L 21 R 117/05

Land
Berlin-Brandenburg
Sozialgericht
LSG Berlin-Brandenburg
Sachgebiet
Rentenversicherung
Abteilung
21
1. Instanz
SG Potsdam (BRB)
Aktenzeichen
S 10 RJ 673/03
Datum
2. Instanz
LSG Berlin-Brandenburg
Aktenzeichen
L 21 R 117/05
Datum
3. Instanz
Bundessozialgericht
Aktenzeichen
-
Datum
-
Kategorie
Urteil
Auf die Berufung der Beklagten wird das Urteil des Sozialgerichts Potsdam vom 21. Oktober 2004 aufgehoben. Die Klage wird abgewiesen. Kosten des gesamten Rechtsstreits sind nicht zu erstatten. Die Revision wird nicht zugelassen.

Tatbestand:

Der Kläger begehrt von der Beklagten die Neuberechnung seiner Rente unter Anwendung der Entgeltpunkte "West" sowie die Auszahlung der sich hieraus ergebenden Rentenleistung.
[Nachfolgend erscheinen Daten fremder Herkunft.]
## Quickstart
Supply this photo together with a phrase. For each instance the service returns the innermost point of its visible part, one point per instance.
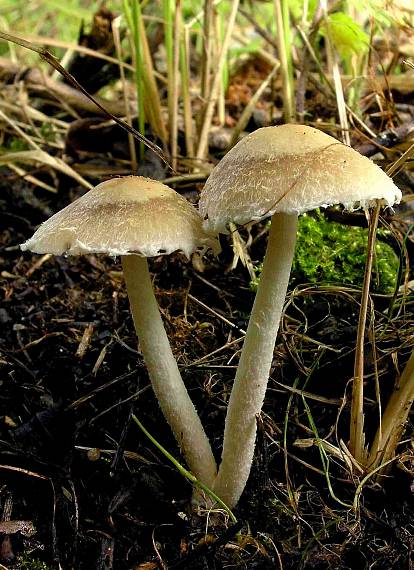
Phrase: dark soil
(97, 491)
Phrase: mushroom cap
(128, 215)
(290, 169)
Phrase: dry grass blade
(357, 437)
(212, 100)
(51, 60)
(36, 156)
(250, 107)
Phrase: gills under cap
(290, 169)
(128, 215)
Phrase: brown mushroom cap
(290, 169)
(123, 216)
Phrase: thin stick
(284, 56)
(357, 436)
(211, 103)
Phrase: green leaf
(346, 34)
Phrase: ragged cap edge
(189, 237)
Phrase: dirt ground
(97, 492)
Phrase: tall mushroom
(136, 218)
(279, 172)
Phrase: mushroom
(279, 172)
(137, 217)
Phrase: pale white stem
(250, 384)
(169, 388)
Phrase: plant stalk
(357, 436)
(395, 415)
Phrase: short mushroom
(136, 218)
(279, 172)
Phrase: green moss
(333, 253)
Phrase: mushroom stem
(169, 388)
(250, 384)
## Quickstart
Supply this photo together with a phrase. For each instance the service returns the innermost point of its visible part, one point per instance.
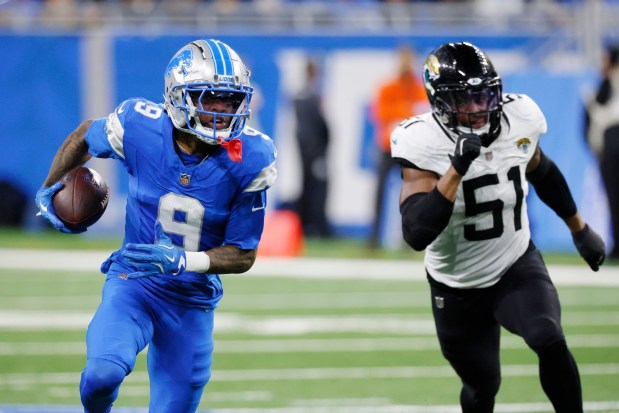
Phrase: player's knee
(100, 379)
(542, 332)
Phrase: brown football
(83, 198)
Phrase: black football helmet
(464, 90)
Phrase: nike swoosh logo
(121, 109)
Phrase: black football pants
(526, 303)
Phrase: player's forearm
(449, 183)
(230, 259)
(72, 152)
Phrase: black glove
(590, 246)
(468, 146)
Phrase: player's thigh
(527, 302)
(465, 323)
(181, 351)
(121, 326)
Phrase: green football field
(310, 337)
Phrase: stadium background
(61, 68)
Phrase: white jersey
(489, 228)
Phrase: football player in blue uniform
(466, 166)
(195, 209)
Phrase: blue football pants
(180, 341)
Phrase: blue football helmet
(203, 71)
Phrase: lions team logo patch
(524, 144)
(184, 179)
(439, 302)
(183, 59)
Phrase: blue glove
(162, 257)
(46, 208)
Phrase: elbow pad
(424, 216)
(551, 187)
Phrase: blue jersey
(201, 206)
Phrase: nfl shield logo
(439, 301)
(185, 178)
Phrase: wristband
(197, 261)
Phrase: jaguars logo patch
(524, 144)
(431, 71)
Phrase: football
(83, 198)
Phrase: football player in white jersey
(466, 166)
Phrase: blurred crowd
(275, 14)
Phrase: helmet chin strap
(234, 148)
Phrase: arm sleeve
(424, 217)
(551, 187)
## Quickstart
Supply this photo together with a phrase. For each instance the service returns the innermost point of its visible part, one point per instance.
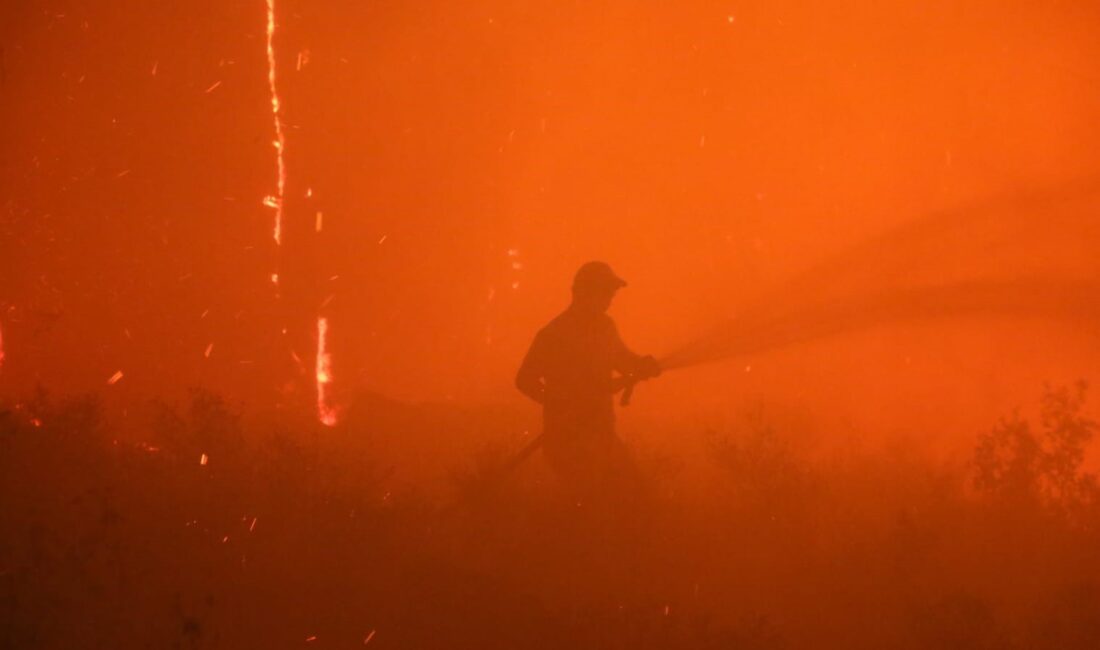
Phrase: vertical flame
(326, 412)
(279, 143)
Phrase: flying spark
(326, 412)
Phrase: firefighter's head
(594, 286)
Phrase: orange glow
(325, 411)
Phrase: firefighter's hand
(649, 367)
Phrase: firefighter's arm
(529, 377)
(634, 367)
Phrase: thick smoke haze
(861, 237)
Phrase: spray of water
(998, 262)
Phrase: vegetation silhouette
(220, 528)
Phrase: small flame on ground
(325, 412)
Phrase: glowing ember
(279, 143)
(326, 412)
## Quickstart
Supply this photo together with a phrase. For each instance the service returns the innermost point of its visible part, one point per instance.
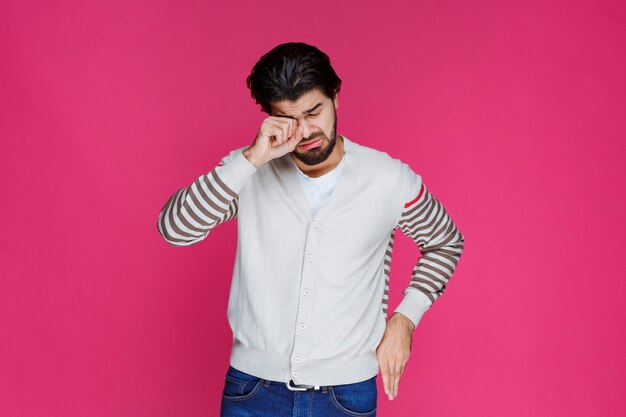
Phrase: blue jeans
(245, 395)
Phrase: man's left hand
(394, 350)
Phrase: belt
(300, 387)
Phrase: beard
(320, 154)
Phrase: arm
(192, 212)
(440, 243)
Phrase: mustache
(310, 138)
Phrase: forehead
(306, 102)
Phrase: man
(317, 214)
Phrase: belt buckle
(300, 387)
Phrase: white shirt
(319, 189)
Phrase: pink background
(512, 112)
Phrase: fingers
(384, 371)
(391, 372)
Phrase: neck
(328, 165)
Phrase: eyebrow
(312, 109)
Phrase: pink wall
(512, 112)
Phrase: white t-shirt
(318, 190)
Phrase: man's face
(318, 115)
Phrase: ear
(336, 101)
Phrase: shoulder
(395, 172)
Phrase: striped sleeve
(192, 212)
(424, 219)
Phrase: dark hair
(290, 70)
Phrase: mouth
(313, 143)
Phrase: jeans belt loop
(301, 387)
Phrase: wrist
(408, 322)
(249, 155)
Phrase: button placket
(305, 306)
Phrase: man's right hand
(276, 137)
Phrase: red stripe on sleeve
(416, 198)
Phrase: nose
(308, 130)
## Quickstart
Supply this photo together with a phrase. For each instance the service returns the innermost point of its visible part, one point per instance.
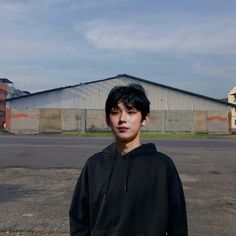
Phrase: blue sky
(186, 44)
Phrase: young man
(129, 188)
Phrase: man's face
(125, 122)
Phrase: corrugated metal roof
(134, 78)
(5, 81)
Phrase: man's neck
(125, 147)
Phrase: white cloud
(167, 34)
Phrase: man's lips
(122, 129)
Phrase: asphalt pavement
(38, 174)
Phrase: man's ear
(145, 120)
(108, 122)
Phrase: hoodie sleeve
(79, 210)
(177, 224)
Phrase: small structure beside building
(232, 99)
(81, 108)
(7, 91)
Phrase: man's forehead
(126, 105)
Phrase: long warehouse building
(80, 108)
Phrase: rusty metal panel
(218, 122)
(96, 121)
(200, 124)
(179, 121)
(24, 121)
(50, 120)
(156, 122)
(73, 120)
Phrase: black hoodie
(137, 194)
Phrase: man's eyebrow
(130, 107)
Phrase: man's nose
(123, 117)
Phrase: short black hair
(131, 95)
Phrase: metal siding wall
(24, 121)
(179, 121)
(73, 120)
(57, 120)
(96, 121)
(93, 96)
(50, 120)
(200, 121)
(217, 122)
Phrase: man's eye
(114, 112)
(131, 112)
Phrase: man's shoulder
(162, 158)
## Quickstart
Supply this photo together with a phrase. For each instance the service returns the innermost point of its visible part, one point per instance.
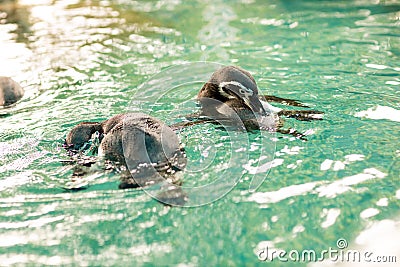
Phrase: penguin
(10, 91)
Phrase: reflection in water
(217, 34)
(83, 60)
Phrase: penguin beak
(249, 97)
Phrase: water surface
(84, 60)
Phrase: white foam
(344, 185)
(380, 113)
(331, 216)
(283, 193)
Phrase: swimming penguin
(10, 91)
(145, 145)
(232, 94)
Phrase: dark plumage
(142, 143)
(231, 97)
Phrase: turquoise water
(84, 60)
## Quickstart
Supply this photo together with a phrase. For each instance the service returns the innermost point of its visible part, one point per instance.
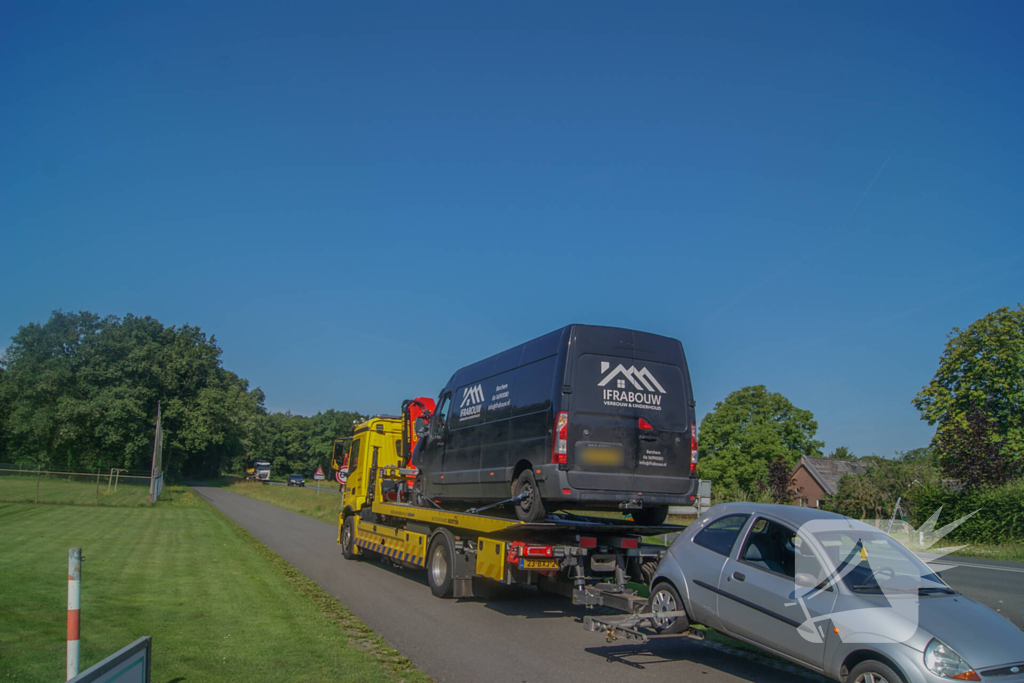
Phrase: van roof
(553, 342)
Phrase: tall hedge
(1000, 516)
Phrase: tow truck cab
(382, 432)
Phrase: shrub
(1000, 516)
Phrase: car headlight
(943, 660)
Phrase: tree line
(754, 439)
(80, 392)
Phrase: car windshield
(871, 562)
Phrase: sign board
(129, 665)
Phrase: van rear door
(629, 425)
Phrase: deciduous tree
(982, 368)
(748, 431)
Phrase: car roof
(791, 513)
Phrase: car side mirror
(806, 580)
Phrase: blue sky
(358, 200)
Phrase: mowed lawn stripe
(217, 607)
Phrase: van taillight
(693, 450)
(560, 439)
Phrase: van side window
(534, 386)
(721, 534)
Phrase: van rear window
(614, 385)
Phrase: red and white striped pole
(74, 608)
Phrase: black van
(586, 416)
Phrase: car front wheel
(872, 671)
(665, 598)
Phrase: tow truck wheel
(348, 539)
(650, 516)
(665, 598)
(439, 566)
(530, 509)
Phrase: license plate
(602, 456)
(540, 564)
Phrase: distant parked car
(833, 594)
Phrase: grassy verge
(324, 507)
(80, 489)
(1010, 552)
(219, 605)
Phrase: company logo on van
(649, 390)
(640, 379)
(472, 401)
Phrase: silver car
(832, 594)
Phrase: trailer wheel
(650, 516)
(665, 598)
(440, 565)
(348, 539)
(531, 509)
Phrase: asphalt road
(998, 585)
(525, 636)
(522, 636)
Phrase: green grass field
(304, 501)
(219, 605)
(80, 489)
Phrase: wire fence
(109, 487)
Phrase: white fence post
(74, 608)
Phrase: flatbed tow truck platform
(589, 559)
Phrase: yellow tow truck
(383, 515)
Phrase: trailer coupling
(638, 628)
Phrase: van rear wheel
(530, 509)
(650, 516)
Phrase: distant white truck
(699, 505)
(262, 468)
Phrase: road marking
(977, 566)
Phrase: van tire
(348, 539)
(650, 516)
(440, 567)
(530, 510)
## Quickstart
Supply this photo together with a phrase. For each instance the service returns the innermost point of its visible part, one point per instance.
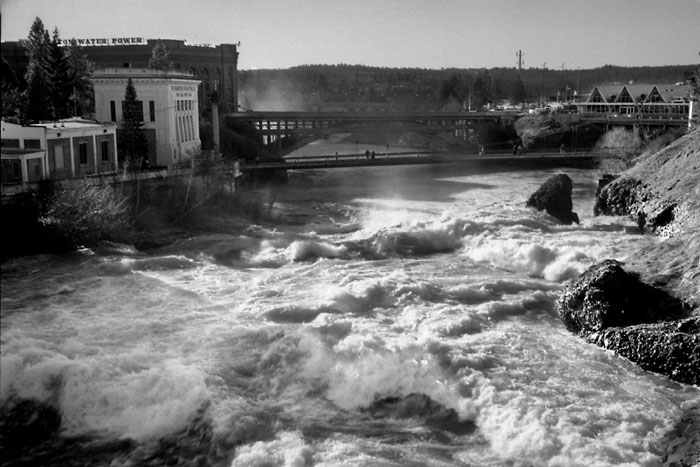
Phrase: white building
(69, 148)
(170, 106)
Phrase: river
(400, 316)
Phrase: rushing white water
(391, 316)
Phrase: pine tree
(80, 69)
(159, 60)
(61, 82)
(518, 92)
(38, 95)
(132, 143)
(482, 94)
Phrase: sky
(570, 34)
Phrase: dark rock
(605, 296)
(603, 182)
(554, 197)
(27, 421)
(642, 323)
(424, 408)
(619, 198)
(670, 348)
(683, 449)
(630, 197)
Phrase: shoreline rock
(554, 197)
(662, 193)
(613, 309)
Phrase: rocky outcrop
(554, 197)
(671, 348)
(606, 296)
(615, 310)
(683, 449)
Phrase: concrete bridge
(309, 126)
(538, 159)
(273, 126)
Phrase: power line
(520, 54)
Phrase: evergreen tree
(11, 96)
(61, 82)
(133, 148)
(160, 59)
(482, 94)
(518, 92)
(38, 95)
(80, 69)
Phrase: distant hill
(358, 87)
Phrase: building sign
(102, 41)
(183, 91)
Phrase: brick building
(216, 67)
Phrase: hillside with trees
(357, 87)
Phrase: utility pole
(563, 82)
(520, 54)
(544, 98)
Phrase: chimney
(215, 119)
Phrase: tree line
(56, 82)
(317, 86)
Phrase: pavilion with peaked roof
(647, 100)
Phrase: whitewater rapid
(384, 317)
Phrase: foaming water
(395, 316)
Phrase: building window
(58, 157)
(104, 150)
(32, 144)
(82, 152)
(10, 143)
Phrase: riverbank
(662, 193)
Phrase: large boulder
(646, 325)
(605, 295)
(554, 197)
(670, 348)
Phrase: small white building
(170, 105)
(69, 148)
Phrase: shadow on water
(433, 183)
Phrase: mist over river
(393, 316)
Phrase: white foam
(304, 250)
(288, 449)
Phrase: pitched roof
(640, 92)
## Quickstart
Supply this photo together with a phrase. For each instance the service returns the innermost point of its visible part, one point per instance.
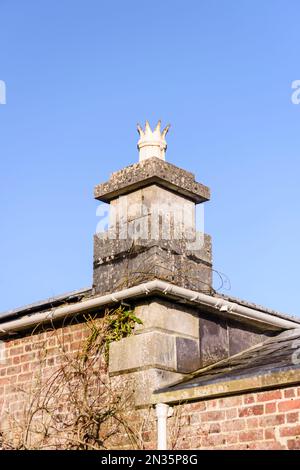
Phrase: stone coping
(148, 172)
(266, 381)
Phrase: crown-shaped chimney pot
(152, 143)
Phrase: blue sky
(80, 74)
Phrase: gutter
(152, 287)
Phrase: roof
(277, 354)
(258, 307)
(87, 292)
(51, 302)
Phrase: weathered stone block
(152, 171)
(163, 316)
(155, 350)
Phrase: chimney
(152, 223)
(152, 235)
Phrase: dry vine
(75, 405)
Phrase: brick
(293, 444)
(214, 428)
(248, 399)
(290, 431)
(270, 433)
(270, 407)
(269, 396)
(251, 411)
(231, 413)
(289, 405)
(271, 420)
(233, 425)
(252, 423)
(246, 436)
(212, 416)
(289, 393)
(292, 417)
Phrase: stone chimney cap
(152, 143)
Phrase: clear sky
(80, 74)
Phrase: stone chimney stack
(152, 235)
(152, 223)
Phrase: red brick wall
(264, 420)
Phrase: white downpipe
(151, 287)
(162, 412)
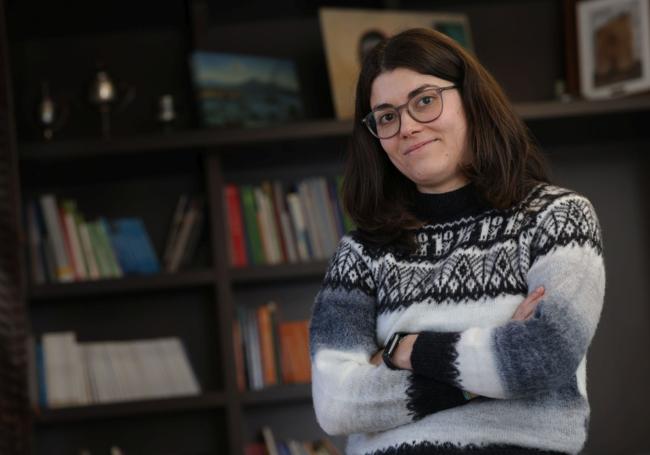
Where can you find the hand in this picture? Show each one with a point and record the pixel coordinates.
(377, 359)
(526, 309)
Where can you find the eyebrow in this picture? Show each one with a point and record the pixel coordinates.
(410, 95)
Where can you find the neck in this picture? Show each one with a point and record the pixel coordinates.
(450, 205)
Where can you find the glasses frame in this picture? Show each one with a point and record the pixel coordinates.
(438, 90)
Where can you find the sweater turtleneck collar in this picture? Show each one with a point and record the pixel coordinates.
(433, 208)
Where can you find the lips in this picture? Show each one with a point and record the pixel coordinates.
(419, 145)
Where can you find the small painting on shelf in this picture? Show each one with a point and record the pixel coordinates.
(349, 34)
(245, 91)
(614, 47)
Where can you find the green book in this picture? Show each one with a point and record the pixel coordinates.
(252, 227)
(347, 221)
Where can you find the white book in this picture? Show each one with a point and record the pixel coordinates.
(77, 370)
(35, 242)
(267, 224)
(88, 352)
(81, 270)
(126, 362)
(117, 364)
(153, 373)
(183, 236)
(332, 226)
(299, 226)
(87, 248)
(174, 227)
(59, 378)
(55, 234)
(183, 377)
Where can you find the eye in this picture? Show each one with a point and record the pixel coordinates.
(385, 118)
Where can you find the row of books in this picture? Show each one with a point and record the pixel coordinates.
(270, 445)
(268, 351)
(69, 373)
(64, 247)
(277, 223)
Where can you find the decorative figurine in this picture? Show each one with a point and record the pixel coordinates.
(51, 115)
(104, 93)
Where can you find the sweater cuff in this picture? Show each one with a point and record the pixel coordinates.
(434, 356)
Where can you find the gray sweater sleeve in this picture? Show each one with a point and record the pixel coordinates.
(350, 394)
(524, 358)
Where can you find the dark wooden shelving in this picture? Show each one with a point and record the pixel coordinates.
(193, 278)
(208, 401)
(204, 139)
(278, 394)
(213, 140)
(282, 272)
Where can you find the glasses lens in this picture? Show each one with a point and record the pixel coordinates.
(426, 106)
(384, 123)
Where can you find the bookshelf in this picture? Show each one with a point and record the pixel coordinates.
(141, 171)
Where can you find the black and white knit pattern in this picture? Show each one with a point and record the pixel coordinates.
(459, 291)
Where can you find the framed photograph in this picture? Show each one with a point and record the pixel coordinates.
(348, 34)
(244, 91)
(614, 47)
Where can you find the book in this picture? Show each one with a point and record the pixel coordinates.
(133, 247)
(296, 363)
(280, 203)
(252, 229)
(191, 217)
(267, 350)
(174, 227)
(236, 236)
(303, 242)
(64, 271)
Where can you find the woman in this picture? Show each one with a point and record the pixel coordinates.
(456, 318)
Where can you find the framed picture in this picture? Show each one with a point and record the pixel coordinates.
(614, 47)
(349, 34)
(244, 91)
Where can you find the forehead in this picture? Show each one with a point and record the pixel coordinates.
(393, 86)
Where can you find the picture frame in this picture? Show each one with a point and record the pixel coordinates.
(613, 47)
(234, 90)
(348, 34)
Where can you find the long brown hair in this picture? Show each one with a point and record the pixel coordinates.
(505, 163)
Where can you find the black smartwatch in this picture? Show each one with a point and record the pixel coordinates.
(391, 345)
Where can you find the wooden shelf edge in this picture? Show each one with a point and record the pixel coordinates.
(213, 400)
(213, 139)
(191, 278)
(277, 395)
(268, 273)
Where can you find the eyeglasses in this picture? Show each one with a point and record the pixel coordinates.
(424, 106)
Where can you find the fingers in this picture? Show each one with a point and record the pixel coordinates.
(527, 308)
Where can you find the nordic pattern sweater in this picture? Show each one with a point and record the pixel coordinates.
(473, 266)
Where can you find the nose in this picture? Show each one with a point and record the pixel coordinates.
(408, 125)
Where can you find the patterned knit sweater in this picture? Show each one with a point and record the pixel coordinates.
(474, 265)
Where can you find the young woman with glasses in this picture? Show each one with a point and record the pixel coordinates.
(456, 318)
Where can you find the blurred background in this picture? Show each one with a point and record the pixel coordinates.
(170, 175)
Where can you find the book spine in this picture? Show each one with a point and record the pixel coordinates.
(68, 211)
(266, 345)
(235, 226)
(252, 228)
(64, 271)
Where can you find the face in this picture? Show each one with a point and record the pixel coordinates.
(429, 154)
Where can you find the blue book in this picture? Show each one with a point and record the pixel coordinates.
(133, 247)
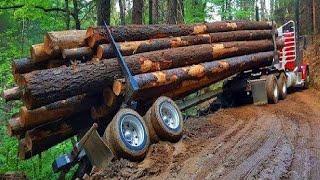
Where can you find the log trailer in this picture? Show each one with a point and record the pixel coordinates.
(129, 134)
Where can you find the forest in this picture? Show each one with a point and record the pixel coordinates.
(24, 22)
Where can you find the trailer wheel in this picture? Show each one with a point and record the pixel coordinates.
(165, 119)
(128, 136)
(272, 89)
(282, 84)
(307, 80)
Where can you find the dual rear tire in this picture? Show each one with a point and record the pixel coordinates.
(164, 121)
(276, 88)
(128, 135)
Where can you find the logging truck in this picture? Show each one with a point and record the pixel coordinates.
(129, 134)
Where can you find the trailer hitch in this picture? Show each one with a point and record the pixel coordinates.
(131, 84)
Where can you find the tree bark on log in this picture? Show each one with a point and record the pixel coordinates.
(81, 54)
(12, 94)
(176, 83)
(45, 136)
(23, 152)
(135, 47)
(57, 110)
(55, 42)
(14, 128)
(47, 86)
(38, 53)
(25, 65)
(96, 35)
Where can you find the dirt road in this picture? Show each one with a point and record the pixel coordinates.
(272, 141)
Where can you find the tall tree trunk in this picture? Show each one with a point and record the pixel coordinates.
(122, 6)
(67, 14)
(263, 10)
(172, 12)
(103, 11)
(76, 12)
(153, 11)
(150, 12)
(180, 11)
(137, 11)
(257, 11)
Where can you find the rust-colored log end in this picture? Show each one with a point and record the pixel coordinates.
(23, 153)
(28, 141)
(100, 51)
(118, 87)
(11, 94)
(39, 53)
(14, 127)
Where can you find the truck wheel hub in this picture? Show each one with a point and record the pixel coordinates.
(132, 130)
(169, 115)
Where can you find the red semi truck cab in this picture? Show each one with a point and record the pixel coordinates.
(290, 58)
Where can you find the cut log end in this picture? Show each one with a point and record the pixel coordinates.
(12, 94)
(23, 152)
(14, 127)
(118, 87)
(100, 52)
(38, 53)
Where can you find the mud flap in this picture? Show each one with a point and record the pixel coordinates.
(259, 92)
(96, 149)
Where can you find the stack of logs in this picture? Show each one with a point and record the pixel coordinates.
(73, 78)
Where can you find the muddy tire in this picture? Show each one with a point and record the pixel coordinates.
(152, 133)
(127, 135)
(272, 89)
(165, 120)
(307, 80)
(282, 84)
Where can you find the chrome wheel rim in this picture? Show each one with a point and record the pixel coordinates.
(169, 115)
(275, 91)
(284, 88)
(132, 130)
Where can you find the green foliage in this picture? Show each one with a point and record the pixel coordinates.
(21, 27)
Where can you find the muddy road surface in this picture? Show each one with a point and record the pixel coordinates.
(279, 141)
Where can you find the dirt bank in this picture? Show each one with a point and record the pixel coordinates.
(272, 141)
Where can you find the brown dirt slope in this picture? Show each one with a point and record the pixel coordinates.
(312, 57)
(267, 142)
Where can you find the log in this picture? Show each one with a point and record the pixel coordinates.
(81, 54)
(25, 65)
(108, 108)
(134, 47)
(38, 53)
(45, 136)
(96, 35)
(23, 152)
(179, 82)
(55, 42)
(47, 86)
(12, 94)
(14, 128)
(57, 110)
Der geborene Kläger bezieht seit dem 01. Januar 1992 von der Beklagten eine Rente wegen Erwerbsunfähigkeit.

Der im Gebiet der ehemaligen DDR geborene Kläger desertierte im Jahr 1958 aus der NVA und übersiedelte in die Bundesrepublik Deutschland. Dort war er u. a. bei der H beschäftigt. Bei einem berufsbedingten Aufenthalt im SR wurde er 1964 verhaftet und in der DDR bis Dezember 1966 - nach Verurteilung wegen Militärspionage zu einer Freiheitsstrafe von 3 ½ Jahren - inhaftiert. Nach Entlassung aus der Haft hatte der Kläger seinen Wohnsitz erneut in der ehemaligen DDR und zwar durchgehend bis zum 02. Oktober 1990 und darüber hinaus.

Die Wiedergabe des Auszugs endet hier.